What is tele-therapy or counseling online?
Online counseling is essentially therapy via internet, over a secure HIPAA compliant portal. The one I will be using is called Psychology Today. It is very similar to what you might envision Skpe or Face-Time to be and it’s is very simple to use.
How does it work?
I will email you a link that will invite you into a private room. At the time of your session, you click the link and will wait for me to join in. Once we are both connected, therapy will start from our different locations. You can engage in therapeutic services without having to leave your home. You can use your phone, ipad, laptop or any other electronic device you can log onto your email with.
Is tele-therapy right for you?
Therapy can be a successful process for many people who want to change. Sometimes, time can get into the way of achieving treatment goals. We are very busy people and finding the time to “do something for yourself” can often be difficult. Finding time to come to treatment after work, before taking the kids to practice, or during lunch just be challenging.
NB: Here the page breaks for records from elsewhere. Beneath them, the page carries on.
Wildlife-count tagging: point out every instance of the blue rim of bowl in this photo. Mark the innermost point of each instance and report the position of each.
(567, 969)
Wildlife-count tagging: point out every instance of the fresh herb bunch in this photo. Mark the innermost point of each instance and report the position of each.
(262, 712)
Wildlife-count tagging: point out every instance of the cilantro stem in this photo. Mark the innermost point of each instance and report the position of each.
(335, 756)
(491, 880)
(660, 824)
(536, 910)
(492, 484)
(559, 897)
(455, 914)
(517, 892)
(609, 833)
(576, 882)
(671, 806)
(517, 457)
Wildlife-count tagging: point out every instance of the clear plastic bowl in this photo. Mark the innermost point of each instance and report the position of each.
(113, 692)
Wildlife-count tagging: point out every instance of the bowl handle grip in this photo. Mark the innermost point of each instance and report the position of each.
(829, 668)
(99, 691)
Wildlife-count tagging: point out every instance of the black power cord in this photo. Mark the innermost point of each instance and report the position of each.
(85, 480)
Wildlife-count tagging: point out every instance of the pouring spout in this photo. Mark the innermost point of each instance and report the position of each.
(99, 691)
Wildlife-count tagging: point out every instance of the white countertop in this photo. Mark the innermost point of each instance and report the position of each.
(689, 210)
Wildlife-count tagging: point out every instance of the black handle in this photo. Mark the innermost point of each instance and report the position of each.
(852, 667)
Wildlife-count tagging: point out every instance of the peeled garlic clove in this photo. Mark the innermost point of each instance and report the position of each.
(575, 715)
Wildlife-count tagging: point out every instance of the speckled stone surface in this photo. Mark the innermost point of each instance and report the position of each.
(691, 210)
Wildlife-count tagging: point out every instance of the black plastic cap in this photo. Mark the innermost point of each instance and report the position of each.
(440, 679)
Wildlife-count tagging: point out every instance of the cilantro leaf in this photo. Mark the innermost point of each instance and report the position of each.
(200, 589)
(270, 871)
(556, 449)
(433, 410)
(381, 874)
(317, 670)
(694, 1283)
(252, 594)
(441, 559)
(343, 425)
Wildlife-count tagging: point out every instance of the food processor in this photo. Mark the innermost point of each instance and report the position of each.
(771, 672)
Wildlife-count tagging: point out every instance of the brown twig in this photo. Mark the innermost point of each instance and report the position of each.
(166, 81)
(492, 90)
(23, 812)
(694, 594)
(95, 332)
Therapists often hear, “I would love to come more often to therapy, but I can’t find the time.” This is an alternative that can be used for busy people who need to make the time for themselves but need an easier way.
If you are still unsure, here is a quick 35 second YouTube video helping to explain:
Other useful information and links:
The CAMFT Code of Ethics states the following: 1.4.2 ELECTRONIC THERAPY: When patients are not physically present (e.g., therapy by telephone or Internet) during the provision of therapy, marriage and family therapists take extra precautions to meet their responsibilities to patients. Prior to utilizing electronic therapy, marriage and family therapists consider the appropriateness and suitability of this therapeutic modality to the patient’s needs. When therapy occurs by electronic means, marriage and family therapists inform patients of the potential risks, consequences, and benefits, including but not limited to, issues of confidentiality, clinical limitations, transmission difficulties, and ability to respond to emergencies. Marriage and family therapists ensure that such therapy complies with the informed consent requirements of the California Telemedicine Act.